Media hora después las puertas de la improvisada sala se abrieron. No había gradas, ni butacas, ni la plataforma de la escena. En el decorado se intuía el martillo, el machete, la ventana y las sillas importadas de la casa de los actores o de alguna donación de la ultima marea. El publico se fue acomodando en las sillas. Las primeras filas eran de colchoneta para los que no le teníamos miedo a los dolores de la edad y los niños. Se apagaron las luces y “EL PERRO PORTEÑO” apareció en el muelle…

No te voy a contar la trama de la obra! Solo te voy a decir que es un retrato cabal de la forma de ser isleña. Se plasma su vida de relación, su idiosincrasia, su manera de ver y ser, y de manera clara, el miedo que despierta la llegada de “lo de afuera”, del que pone un pie en el muelle y es percibido como un intruso, alguien que viene a desestabilizar la armonía del conjunto. ¿El desenlace? Por supuesto! Es, tal vez, la mejor síntesis de la naturaleza de los lugareños.

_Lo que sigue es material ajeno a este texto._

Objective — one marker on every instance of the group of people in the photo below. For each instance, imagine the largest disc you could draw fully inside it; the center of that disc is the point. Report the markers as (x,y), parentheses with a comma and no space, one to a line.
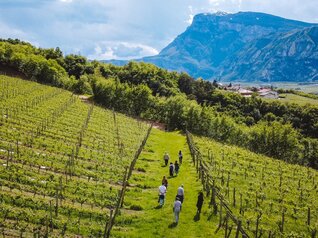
(174,168)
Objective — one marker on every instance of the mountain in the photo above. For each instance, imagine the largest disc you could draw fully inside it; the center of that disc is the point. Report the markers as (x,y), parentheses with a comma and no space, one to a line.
(245,46)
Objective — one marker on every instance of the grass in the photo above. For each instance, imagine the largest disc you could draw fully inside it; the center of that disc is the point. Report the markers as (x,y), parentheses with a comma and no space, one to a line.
(151,221)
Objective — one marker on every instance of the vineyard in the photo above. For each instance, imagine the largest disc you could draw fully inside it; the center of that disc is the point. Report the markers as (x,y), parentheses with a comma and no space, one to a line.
(64,162)
(264,197)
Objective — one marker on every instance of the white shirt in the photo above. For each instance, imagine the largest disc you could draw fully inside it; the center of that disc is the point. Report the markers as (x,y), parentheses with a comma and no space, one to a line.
(177,206)
(180,191)
(162,190)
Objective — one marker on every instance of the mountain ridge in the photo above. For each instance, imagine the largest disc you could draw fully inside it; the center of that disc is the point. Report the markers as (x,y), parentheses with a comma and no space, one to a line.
(215,43)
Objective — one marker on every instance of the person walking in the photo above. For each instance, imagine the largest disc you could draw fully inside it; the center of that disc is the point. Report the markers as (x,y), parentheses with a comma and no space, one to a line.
(180,157)
(171,169)
(176,168)
(165,181)
(162,194)
(200,202)
(166,158)
(177,209)
(180,193)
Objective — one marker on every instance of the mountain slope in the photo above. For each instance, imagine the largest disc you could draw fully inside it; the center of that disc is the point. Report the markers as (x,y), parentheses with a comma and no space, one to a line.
(215,43)
(292,56)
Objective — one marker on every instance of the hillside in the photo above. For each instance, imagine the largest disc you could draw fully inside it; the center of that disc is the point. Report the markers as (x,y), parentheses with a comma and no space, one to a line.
(64,173)
(62,161)
(245,46)
(269,197)
(145,91)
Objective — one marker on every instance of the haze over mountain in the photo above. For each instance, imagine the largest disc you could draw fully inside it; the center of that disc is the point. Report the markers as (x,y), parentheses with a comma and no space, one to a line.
(245,46)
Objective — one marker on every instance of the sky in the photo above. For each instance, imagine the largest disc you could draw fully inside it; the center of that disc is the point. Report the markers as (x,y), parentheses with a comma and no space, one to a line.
(124,29)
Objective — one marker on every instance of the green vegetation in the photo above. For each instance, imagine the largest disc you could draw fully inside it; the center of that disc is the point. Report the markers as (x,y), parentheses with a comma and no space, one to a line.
(62,160)
(270,197)
(297,99)
(151,220)
(146,91)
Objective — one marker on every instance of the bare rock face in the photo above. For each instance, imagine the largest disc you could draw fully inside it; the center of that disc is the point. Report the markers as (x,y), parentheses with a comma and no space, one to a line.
(245,46)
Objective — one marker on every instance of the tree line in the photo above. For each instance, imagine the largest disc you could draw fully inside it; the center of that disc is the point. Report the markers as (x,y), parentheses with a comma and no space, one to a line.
(284,131)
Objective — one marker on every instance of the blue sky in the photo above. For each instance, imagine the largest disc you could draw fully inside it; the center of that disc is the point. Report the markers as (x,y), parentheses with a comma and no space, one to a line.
(123,29)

La obra terminó con los aplausos largos que se presumían. Con los abrazos, los besos, las felicitaciones y las promesas de más. Y como no alcanzaba con la entrega en el escenario la cosa siguió con mas comida y mucha música.

La medianoche llegó y había que desandar el camino. Así que lentos y aun comentando lo que habíamos presenciado fuimos encarando para el muelle donde la lancha nos esperaba. No pude evitar mirar hacia la ribera de en frente. Allí estaba el Club, sumido en la oscuridad, con toda la infraestructura puesta en pausa. La mueca de mi boca fue un espasmo de aquel recuerdo. Sé que del otro lado hay un escenario dormido, gradas vacías, luces y sombras de lo que podría haber sido el marco ideal. La mano del hombre todo lo complica –pensé– aun el el Felicaria. Pareciera que aquí no se trata de grietas sino de la simpleza de un arroyo, pero el resultado no es muy distinto: las voluntades no aprenden, solo repiten sin oír. Pero conozco a los que conozco y sé que no van a bajar los brazos, porque la isla les enseñó que para ser isleño no tenes que bajarlos.

Nos acomodamos para el regreso. Ahora las voces estaban calladas y solo ronroneaban el motor y la noche. Algunos dormían, otros respirábamos el aire del Delta imaginando la próxima vez que a la isla llegue “EL PERRO PORTEÑO”.

Mi agradecimiento profundo a todos y cada uno de los que hicieron posible la puesta de esta obra teatral cien por ciento isleña. Le dan al mundo que quiere ver la certeza de que también el teatro vive en la isla.